'Bungkam', Aung San Suu Kyi Dituding Diamkan Pembantaian Rohingya

Aung San Suu Kyi menjabat sebagai kepala pemerintahan Myanmar dan masih bungkam terkait insiden Rohingya.

oleh Andreas Gerry Tuwo diperbarui 26 Nov 2016, 10:53 WIB

Liputan6.com, London - Penerima Nobel Perdamaian yang sekarang menjabat sebagai Kepala Pemerintahan (state of chancellor) Myanmar, Aung San Suu Kyi, dihujani kritik. Penyebabnya adalah persoalan pembantaian warga Muslim Rohingya di negaranya.

Kelompok penggiat HAM Dunia bahkan menuding Suu Kyi sama sekali tidak punya niat melindungi warga Rohingya. Bahkan, ia dituduh melegalisasi genosida terhadap kelompok etnis tersebut.

"Suu Kyi gagal untuk memberikan dukungan pada etnis Rohingya, yang membuat masyarakat internasional menolak menyebutnya 'tokoh HAM dunia'," kata anggota Pengawas HAM (Human Right Watch), David Mathieson seperti dikutip dari Independent, Sabtu (26/11/2016).

"Satu versi menyebut kebungkamannya adalah tindakan tak berperasaan, banyak perhitungan lain.
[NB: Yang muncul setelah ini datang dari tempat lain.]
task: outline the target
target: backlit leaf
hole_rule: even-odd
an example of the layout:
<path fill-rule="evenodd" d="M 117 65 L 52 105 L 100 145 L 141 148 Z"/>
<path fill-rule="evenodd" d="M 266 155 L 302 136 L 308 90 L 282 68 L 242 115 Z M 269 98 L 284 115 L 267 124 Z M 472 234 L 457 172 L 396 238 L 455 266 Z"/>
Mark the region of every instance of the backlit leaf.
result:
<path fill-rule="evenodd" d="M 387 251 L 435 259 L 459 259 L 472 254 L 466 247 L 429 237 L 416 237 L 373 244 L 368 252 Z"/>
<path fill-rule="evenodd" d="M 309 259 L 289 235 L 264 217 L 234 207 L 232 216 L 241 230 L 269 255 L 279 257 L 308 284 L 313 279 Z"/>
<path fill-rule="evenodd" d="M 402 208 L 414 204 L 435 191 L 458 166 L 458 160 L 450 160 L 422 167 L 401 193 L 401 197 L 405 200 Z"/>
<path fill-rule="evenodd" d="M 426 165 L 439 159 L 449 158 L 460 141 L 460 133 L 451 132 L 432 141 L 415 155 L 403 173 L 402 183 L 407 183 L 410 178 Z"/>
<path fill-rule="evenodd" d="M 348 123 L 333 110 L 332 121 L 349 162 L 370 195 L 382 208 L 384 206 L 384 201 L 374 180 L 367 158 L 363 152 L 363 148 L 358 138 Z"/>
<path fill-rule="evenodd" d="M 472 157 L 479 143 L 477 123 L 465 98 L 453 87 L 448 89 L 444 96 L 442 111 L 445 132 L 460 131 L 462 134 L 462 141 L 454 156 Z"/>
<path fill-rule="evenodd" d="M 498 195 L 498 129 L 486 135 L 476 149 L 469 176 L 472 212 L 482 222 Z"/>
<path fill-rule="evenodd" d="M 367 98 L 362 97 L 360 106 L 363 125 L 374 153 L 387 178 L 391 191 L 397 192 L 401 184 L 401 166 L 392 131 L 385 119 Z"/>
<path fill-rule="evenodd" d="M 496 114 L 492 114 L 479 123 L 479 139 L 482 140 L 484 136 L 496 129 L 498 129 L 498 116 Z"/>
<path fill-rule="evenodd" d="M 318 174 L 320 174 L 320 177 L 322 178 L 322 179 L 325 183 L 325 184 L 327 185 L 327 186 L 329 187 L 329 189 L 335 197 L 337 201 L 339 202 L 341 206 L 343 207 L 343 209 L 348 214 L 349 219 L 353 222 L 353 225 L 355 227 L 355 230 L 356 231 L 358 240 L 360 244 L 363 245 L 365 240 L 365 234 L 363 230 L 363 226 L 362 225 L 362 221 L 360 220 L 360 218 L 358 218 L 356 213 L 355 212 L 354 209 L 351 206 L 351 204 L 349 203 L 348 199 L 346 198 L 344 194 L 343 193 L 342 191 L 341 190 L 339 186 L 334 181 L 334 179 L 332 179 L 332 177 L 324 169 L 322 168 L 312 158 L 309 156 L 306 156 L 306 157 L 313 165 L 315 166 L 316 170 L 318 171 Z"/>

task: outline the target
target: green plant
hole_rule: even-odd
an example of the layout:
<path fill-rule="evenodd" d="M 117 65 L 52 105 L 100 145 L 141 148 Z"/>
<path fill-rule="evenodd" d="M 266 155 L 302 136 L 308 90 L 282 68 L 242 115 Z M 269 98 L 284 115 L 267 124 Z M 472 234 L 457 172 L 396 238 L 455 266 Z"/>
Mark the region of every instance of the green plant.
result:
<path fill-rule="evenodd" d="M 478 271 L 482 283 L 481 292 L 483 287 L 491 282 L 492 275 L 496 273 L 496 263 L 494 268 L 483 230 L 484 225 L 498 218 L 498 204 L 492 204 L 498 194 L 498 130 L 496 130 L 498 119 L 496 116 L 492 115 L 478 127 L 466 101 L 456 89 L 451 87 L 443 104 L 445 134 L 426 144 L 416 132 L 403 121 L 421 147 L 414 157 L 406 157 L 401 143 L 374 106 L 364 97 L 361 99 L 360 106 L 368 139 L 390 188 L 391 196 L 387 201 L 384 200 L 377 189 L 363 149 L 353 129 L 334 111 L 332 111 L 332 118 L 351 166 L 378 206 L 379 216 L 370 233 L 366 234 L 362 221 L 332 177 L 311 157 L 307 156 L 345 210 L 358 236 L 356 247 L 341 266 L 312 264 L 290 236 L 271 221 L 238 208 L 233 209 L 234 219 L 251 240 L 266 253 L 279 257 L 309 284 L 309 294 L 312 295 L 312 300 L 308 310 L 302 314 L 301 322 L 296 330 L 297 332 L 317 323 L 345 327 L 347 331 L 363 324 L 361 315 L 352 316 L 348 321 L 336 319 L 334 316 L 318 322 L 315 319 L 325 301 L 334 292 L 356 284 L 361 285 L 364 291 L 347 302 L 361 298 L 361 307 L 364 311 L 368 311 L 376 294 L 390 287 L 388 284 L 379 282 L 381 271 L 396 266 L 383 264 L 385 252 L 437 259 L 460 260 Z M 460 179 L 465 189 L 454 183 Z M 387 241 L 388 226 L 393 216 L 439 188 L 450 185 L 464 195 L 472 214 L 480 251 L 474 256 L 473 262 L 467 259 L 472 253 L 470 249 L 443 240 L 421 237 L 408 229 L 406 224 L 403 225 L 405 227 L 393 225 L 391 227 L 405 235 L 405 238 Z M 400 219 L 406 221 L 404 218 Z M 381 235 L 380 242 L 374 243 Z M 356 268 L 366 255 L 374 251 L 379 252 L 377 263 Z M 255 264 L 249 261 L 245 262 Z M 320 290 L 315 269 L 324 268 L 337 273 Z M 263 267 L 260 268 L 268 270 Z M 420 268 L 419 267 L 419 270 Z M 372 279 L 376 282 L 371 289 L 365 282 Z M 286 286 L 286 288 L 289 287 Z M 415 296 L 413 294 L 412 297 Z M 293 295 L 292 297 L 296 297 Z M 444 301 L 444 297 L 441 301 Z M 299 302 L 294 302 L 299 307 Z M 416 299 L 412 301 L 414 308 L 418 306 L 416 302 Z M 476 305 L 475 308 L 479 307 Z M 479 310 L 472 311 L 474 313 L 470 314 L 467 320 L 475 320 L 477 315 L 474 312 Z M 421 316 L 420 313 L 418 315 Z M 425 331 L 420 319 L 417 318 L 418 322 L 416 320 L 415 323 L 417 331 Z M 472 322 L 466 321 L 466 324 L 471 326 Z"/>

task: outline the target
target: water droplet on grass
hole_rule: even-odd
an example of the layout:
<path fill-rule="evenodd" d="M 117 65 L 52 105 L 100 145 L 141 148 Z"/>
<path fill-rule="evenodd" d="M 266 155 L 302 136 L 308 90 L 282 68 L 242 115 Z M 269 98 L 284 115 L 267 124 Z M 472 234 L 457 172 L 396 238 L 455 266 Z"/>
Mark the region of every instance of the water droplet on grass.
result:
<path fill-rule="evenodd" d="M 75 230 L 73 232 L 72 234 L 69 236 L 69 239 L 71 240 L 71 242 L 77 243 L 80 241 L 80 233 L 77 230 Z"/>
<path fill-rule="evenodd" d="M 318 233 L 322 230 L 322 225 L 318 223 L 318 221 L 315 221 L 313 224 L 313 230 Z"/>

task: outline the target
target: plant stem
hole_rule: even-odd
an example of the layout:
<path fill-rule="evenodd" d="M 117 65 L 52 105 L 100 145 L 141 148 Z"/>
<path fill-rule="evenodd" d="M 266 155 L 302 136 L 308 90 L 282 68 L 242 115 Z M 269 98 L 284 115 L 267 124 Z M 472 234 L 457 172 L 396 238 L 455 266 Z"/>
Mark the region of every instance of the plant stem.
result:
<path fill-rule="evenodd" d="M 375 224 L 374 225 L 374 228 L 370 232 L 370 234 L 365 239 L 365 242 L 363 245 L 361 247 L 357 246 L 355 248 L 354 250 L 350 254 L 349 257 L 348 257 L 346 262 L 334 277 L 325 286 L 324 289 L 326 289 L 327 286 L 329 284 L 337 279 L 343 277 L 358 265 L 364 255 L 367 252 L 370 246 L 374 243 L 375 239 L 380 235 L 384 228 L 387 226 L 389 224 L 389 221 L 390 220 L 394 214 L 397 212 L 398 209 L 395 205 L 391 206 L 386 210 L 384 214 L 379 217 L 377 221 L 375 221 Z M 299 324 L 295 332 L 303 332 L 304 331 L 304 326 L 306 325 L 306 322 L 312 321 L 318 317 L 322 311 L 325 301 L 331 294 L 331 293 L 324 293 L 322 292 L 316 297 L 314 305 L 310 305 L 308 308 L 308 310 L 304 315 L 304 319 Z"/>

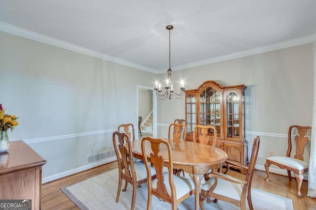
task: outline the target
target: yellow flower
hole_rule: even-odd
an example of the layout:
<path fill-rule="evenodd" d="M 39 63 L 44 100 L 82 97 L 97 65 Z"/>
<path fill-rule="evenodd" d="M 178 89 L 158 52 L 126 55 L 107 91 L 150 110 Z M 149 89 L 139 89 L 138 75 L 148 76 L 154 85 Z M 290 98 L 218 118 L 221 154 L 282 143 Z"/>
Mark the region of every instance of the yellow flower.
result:
<path fill-rule="evenodd" d="M 3 119 L 3 117 L 4 117 L 4 110 L 3 110 L 0 112 L 0 120 Z"/>
<path fill-rule="evenodd" d="M 0 104 L 0 131 L 7 130 L 9 128 L 11 131 L 14 128 L 14 127 L 19 124 L 16 119 L 17 118 L 14 115 L 4 114 L 5 110 L 2 108 L 2 105 Z"/>
<path fill-rule="evenodd" d="M 11 115 L 11 119 L 12 120 L 16 120 L 18 118 L 17 118 L 16 117 L 15 117 L 14 115 Z"/>
<path fill-rule="evenodd" d="M 19 124 L 19 123 L 16 120 L 12 120 L 12 122 L 11 122 L 11 124 L 13 126 L 17 126 L 17 125 Z"/>
<path fill-rule="evenodd" d="M 3 121 L 2 121 L 2 123 L 3 124 L 5 124 L 7 122 L 10 122 L 10 121 L 11 120 L 11 119 L 7 117 L 3 118 Z"/>

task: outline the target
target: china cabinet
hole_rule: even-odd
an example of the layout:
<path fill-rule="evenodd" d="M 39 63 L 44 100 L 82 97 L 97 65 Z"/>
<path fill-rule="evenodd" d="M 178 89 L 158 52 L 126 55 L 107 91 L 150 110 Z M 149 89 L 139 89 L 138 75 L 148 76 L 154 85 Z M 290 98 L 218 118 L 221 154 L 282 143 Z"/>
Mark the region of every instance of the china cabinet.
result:
<path fill-rule="evenodd" d="M 227 162 L 246 166 L 248 163 L 248 142 L 245 138 L 246 88 L 243 85 L 223 87 L 216 82 L 208 81 L 197 89 L 185 90 L 186 139 L 193 141 L 193 128 L 196 125 L 212 125 L 217 131 L 215 146 L 226 152 Z M 214 131 L 210 129 L 208 135 L 212 136 Z M 246 173 L 242 167 L 236 168 L 243 174 Z"/>

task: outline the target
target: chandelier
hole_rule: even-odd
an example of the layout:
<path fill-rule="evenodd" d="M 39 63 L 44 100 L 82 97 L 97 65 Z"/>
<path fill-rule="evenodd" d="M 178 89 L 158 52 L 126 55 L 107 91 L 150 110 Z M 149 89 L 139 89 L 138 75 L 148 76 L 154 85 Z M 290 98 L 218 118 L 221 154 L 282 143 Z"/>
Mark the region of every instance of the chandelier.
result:
<path fill-rule="evenodd" d="M 173 29 L 172 26 L 167 26 L 166 27 L 167 30 L 169 30 L 169 69 L 167 71 L 168 74 L 167 79 L 166 80 L 166 87 L 164 87 L 164 90 L 161 90 L 161 85 L 158 82 L 156 82 L 156 88 L 154 89 L 156 90 L 156 95 L 157 98 L 159 99 L 164 100 L 165 98 L 172 99 L 172 97 L 174 96 L 178 99 L 180 99 L 183 96 L 184 91 L 186 90 L 186 88 L 184 87 L 184 82 L 183 80 L 181 80 L 181 87 L 180 88 L 180 92 L 179 93 L 176 92 L 173 89 L 173 85 L 172 84 L 172 80 L 171 79 L 171 74 L 172 73 L 172 70 L 171 68 L 171 62 L 170 62 L 170 31 Z"/>

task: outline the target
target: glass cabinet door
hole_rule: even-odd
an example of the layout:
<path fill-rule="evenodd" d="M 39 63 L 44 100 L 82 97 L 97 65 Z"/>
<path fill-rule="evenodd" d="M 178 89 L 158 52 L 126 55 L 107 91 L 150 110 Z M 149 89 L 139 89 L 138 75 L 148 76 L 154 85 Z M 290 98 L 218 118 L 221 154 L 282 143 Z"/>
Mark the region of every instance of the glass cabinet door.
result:
<path fill-rule="evenodd" d="M 221 135 L 221 94 L 213 88 L 207 88 L 199 95 L 199 124 L 212 125 Z M 208 131 L 213 133 L 212 129 Z"/>
<path fill-rule="evenodd" d="M 240 124 L 244 119 L 244 113 L 241 116 L 239 116 L 239 101 L 241 98 L 235 92 L 230 92 L 226 97 L 227 137 L 239 139 L 240 135 L 242 135 L 239 133 Z"/>
<path fill-rule="evenodd" d="M 193 133 L 193 128 L 196 124 L 196 97 L 194 95 L 190 95 L 187 97 L 186 100 L 187 133 Z"/>

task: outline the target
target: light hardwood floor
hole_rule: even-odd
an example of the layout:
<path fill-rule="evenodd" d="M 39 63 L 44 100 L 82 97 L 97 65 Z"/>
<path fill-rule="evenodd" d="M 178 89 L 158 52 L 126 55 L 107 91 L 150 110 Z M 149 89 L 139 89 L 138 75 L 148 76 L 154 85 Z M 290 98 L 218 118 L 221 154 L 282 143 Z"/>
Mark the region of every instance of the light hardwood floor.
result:
<path fill-rule="evenodd" d="M 79 210 L 62 192 L 60 187 L 77 183 L 117 167 L 117 162 L 113 162 L 43 184 L 41 209 Z M 233 170 L 230 171 L 229 174 L 239 179 L 243 179 L 244 176 Z M 271 174 L 270 181 L 267 182 L 264 180 L 266 176 L 265 172 L 255 170 L 252 187 L 292 199 L 294 210 L 316 210 L 316 199 L 307 196 L 307 181 L 303 182 L 301 189 L 303 198 L 299 198 L 296 195 L 295 179 L 289 181 L 287 177 Z M 116 191 L 117 189 L 115 190 Z"/>

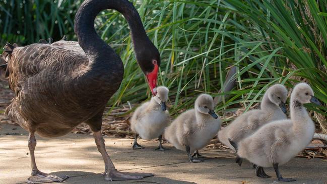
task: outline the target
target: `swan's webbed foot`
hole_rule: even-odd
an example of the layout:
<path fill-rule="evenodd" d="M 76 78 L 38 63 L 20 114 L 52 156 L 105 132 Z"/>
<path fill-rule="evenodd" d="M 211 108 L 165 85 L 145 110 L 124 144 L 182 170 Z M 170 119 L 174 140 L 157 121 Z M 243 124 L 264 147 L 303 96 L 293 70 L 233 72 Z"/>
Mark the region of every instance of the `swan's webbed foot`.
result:
<path fill-rule="evenodd" d="M 267 174 L 265 172 L 263 167 L 258 166 L 256 166 L 256 168 L 255 169 L 255 175 L 263 178 L 269 178 L 272 177 L 272 176 L 267 175 Z"/>
<path fill-rule="evenodd" d="M 286 177 L 279 177 L 278 180 L 281 181 L 291 182 L 291 181 L 295 181 L 296 179 L 293 178 L 287 178 Z"/>
<path fill-rule="evenodd" d="M 293 178 L 287 178 L 286 177 L 285 178 L 283 177 L 283 176 L 282 176 L 282 174 L 279 172 L 279 169 L 278 168 L 278 163 L 273 164 L 273 166 L 274 167 L 274 169 L 275 169 L 275 171 L 276 172 L 276 177 L 278 178 L 279 181 L 290 182 L 290 181 L 295 181 L 296 180 L 296 179 Z"/>
<path fill-rule="evenodd" d="M 138 143 L 134 143 L 134 144 L 133 144 L 134 150 L 139 150 L 139 149 L 144 149 L 144 148 L 145 148 L 145 147 L 139 145 Z"/>
<path fill-rule="evenodd" d="M 104 180 L 106 181 L 142 179 L 144 177 L 154 175 L 150 173 L 122 172 L 119 172 L 116 169 L 112 169 L 110 171 L 106 170 L 104 175 L 105 175 Z"/>
<path fill-rule="evenodd" d="M 159 145 L 159 146 L 155 149 L 156 151 L 167 151 L 170 150 L 170 149 L 165 148 L 162 146 L 162 145 Z"/>
<path fill-rule="evenodd" d="M 203 162 L 203 161 L 202 161 L 202 160 L 194 159 L 193 158 L 189 159 L 189 162 L 190 163 L 198 163 L 198 162 Z"/>
<path fill-rule="evenodd" d="M 158 139 L 159 139 L 159 147 L 157 148 L 156 148 L 156 149 L 155 149 L 155 150 L 156 150 L 156 151 L 169 150 L 169 149 L 164 148 L 163 147 L 163 146 L 162 146 L 162 135 L 160 135 Z"/>
<path fill-rule="evenodd" d="M 69 177 L 69 176 L 66 176 L 61 178 L 54 174 L 47 174 L 37 170 L 32 172 L 31 176 L 27 179 L 26 182 L 34 184 L 50 182 L 62 182 Z"/>
<path fill-rule="evenodd" d="M 197 158 L 206 158 L 205 156 L 200 155 L 199 153 L 199 150 L 197 150 L 194 152 L 194 154 L 192 155 L 192 157 Z"/>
Tapi yang banyak dugaan muncul bahwa dia tidak bisa mengatur tentara Myanmar," ucap dia.

Pria yang juga peneliti dari Queen Mary University di London itu mengatakan, kebungkaman Su Kyi merupakan tanda legalisasi untuk membantai habis Rohingya dari tanah Myanmar.

"Walau ini adalah sebuah fakta, jika masalah tersebut jadi ujian terberatnya, tapi kebungkamananya sebagai seorang pemimpin de facto sudah membuat dia berbeda," ucapnya.

Mendapat hujan kritik, Pemerintah Myanmar segera merespons. Mereka mengatakan, tidak ada sama sekali penyiksaan terhadap kelompok Rohingya.

Yang terjadi, menurut mereka, militer Myanmar tengah berhadapan dengan pemberontak. Kelompok separatis ini diduga berasal dari etnis Rohingya dan bertujuan memisahkan diri dari negara tersebut.

"Komunitas internasional telah salah mengerti kami. Penyebabnya pelobi internasional Rohingya sudah menyebarkan berita palsu," papar Juru Bicara Kepresidenan, Zaw Htay.

"Tidak satu orang pun di dunia yang bisa menerima aparat keamanan mereka dibunuh dan dirampas senjatanya," kata dia.